Question

The hydration energies of $ K^+ $ and $ Cl^- $ are $ -x $ and $ -y $ kJ/mol respectively. If lattice energy of KCl is $ -z $ kJ/mol, then the heat of solution of KCl is :

• A. \( +x - y - z \)
• B. \( x + y + z \)
• C. \( z - (x + y) \)
• D. \( -z - (x + y) \)

Hint:

The heat of solution is the net energy change during the dissolution process. It can be thought of as the energy required to break the lattice minus the energy released during the hydration of the ions. Remember the sign conventions for lattice energy (usually negative) and hydration energy (usually negative).

Answer 1

The Correct Option is C

The heat of solution for \( \text{KCl} \) is determined by the interplay of hydration energy and lattice energy, as described by the Born-Haber cycle equation:

\[\text{Heat of Solution} = \text{Lattice Energy} - (\text{Hydration Energy of } K^+ + \text{Hydration Energy of } Cl^-)\]

Given values are:

• \(\text{Hydration energy of } K^+ = -x \, \text{kJ/mol}\)
• \(\text{Hydration energy of } Cl^- = -y \, \text{kJ/mol}\)
• \(\text{Lattice energy of KCl} = -z \, \text{kJ/mol}\)

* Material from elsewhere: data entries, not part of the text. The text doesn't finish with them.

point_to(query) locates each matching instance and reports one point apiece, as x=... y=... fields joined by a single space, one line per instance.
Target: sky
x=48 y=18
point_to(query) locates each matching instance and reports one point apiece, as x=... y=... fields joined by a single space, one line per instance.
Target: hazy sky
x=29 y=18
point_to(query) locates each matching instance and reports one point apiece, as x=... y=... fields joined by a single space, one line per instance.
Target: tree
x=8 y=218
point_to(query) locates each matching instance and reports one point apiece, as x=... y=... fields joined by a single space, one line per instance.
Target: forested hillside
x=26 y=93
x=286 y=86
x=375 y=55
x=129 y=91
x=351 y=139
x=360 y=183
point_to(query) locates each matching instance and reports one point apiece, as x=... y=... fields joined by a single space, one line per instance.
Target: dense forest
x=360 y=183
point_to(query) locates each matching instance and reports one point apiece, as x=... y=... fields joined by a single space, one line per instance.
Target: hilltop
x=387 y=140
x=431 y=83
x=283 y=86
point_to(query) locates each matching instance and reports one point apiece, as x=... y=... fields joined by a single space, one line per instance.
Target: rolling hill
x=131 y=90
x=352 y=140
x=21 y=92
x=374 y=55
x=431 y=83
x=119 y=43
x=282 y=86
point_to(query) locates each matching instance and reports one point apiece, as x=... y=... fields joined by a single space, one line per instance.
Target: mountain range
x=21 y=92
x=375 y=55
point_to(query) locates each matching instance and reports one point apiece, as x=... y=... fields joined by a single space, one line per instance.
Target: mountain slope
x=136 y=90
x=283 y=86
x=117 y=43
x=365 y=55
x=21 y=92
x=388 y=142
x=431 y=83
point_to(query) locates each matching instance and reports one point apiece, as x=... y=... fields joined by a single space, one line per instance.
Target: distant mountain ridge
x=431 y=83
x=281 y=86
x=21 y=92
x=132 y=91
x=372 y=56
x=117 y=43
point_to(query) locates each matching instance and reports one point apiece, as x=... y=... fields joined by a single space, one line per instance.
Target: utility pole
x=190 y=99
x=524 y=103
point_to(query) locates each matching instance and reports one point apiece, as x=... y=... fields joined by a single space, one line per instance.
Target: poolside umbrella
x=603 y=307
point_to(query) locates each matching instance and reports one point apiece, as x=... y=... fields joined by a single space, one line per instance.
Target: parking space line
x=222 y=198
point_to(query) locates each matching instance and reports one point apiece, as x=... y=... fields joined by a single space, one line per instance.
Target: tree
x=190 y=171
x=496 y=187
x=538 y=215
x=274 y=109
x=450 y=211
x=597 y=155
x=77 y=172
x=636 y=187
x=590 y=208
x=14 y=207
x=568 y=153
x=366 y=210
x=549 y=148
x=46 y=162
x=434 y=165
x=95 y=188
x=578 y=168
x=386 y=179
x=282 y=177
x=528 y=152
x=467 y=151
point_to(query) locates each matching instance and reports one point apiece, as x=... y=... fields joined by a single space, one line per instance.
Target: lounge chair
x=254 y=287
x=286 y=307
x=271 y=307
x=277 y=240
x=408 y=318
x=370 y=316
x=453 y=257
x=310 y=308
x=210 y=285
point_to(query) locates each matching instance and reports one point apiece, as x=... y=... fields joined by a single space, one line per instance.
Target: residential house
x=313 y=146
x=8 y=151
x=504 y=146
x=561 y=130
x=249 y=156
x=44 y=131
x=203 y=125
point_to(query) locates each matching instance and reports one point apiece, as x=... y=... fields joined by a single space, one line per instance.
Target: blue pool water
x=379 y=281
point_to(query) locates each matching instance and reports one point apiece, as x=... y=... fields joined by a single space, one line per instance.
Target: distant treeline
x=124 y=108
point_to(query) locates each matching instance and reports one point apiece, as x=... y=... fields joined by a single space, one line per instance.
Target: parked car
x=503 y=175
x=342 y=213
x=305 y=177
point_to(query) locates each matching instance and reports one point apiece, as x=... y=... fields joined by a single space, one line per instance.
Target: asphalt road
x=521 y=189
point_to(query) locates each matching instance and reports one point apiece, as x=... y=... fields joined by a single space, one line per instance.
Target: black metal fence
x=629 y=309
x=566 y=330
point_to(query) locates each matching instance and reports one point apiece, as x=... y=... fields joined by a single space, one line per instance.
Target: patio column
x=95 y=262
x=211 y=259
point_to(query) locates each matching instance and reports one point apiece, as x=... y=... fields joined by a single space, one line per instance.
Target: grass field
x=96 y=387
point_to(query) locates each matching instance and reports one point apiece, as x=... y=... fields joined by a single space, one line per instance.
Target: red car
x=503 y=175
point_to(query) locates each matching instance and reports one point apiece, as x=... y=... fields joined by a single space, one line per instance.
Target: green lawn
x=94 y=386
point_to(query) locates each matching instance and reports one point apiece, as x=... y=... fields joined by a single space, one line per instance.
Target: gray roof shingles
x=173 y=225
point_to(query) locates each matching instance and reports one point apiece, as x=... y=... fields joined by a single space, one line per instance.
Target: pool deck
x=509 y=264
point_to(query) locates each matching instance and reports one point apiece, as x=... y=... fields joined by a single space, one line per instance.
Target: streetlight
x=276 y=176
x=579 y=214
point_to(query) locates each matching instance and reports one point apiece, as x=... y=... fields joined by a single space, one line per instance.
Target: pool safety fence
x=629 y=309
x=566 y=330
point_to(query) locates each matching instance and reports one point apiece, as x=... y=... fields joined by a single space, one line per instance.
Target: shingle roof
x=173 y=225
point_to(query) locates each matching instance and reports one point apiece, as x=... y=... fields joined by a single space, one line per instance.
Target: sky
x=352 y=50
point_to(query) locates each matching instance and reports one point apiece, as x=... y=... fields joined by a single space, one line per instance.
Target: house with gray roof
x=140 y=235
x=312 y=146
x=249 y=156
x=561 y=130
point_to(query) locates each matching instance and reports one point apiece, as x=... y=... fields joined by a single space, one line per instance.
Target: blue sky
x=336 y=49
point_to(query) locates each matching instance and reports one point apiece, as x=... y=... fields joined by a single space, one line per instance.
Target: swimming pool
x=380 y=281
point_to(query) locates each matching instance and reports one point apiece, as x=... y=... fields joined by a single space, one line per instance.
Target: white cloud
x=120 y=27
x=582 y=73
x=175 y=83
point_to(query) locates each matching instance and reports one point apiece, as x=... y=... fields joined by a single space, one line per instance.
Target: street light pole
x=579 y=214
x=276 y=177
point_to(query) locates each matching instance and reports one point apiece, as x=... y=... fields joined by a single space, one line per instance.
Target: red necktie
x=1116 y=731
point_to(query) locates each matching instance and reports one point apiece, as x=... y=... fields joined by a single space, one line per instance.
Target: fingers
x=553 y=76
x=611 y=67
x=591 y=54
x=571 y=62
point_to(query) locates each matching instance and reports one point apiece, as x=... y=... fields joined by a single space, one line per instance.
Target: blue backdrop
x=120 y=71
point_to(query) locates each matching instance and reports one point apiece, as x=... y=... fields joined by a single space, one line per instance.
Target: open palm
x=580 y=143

Substituting these into the formula yields:

\[\text{Heat of Solution} = -z - (-x + -y) = -z + (x + y)\]

This simplifies to:

\[\text{Heat of Solution} = z - (x + y)\]

The correct option is:

\( z - (x + y) \)

Consequently, the heat of solution for KCl is calculated by subtracting the combined hydration energies of \( K^+ \) and \( Cl^- \) from the lattice energy.